Thursday, October 13, 2005
Ottawa Part Pas de Deux de Deux
The other masterclass that the NFB so graciously sponsored was film maker Paul Bush. This was a relaxed friday morning coffee in hand chat with Paul as he discussed his background,technique and philosophy about animation. The best thing that I like about Paul as an animator is his continual fearlessness of techniques to get across his ideas. Scratch film, pixellation, time-lapsed and film collage are the various tools he employs to challenge and further push animation as an art form. Paul's film were shown and then he would talk about the ideas, techniques and if we were lucky funny asides about the film. His Comedy was his first film and he used the scratch film technique etching away the dark negative on the film of Gustave Dore's engravings. You can see the same technique used in his bigger budget film, The Albatross.
In his talk he compared animation to just being a 3 hand card trick fooling the eye and that all one has to do is set up the idea and the viewer fills in the gaps. You can see this in his Dr. Jekyll and Mr. Hyde where two people play the lead role as he continually changes between actors. The changes happen quick or slow according to mood, tempo and drama. We, as the viewer are fully aware of the film trick but get captivated by it at the same time. Keep the idea simple he stressed, as long as there is something happening for the viewer that is important.

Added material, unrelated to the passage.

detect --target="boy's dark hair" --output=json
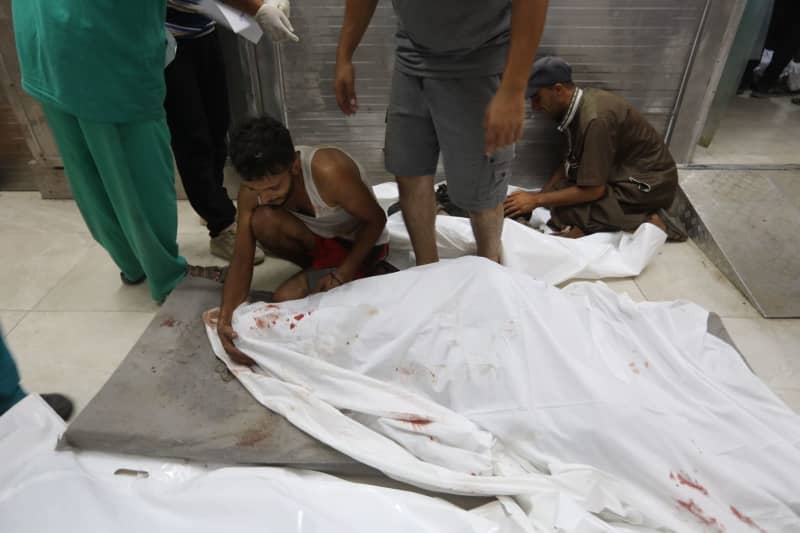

My favorite film that was shown in the retrospective of his work was Bugsby Berkeley's tribute to Mae West. It is a four panelled split screen of the male penis from arousal to not using time-lapsed photography. It is hilarious and uncomfortable at the same time. Paul Bush's films are where boundaries are pushed and life lessons are dealt in this 3 hand card trick that we are happily fooled by ever time.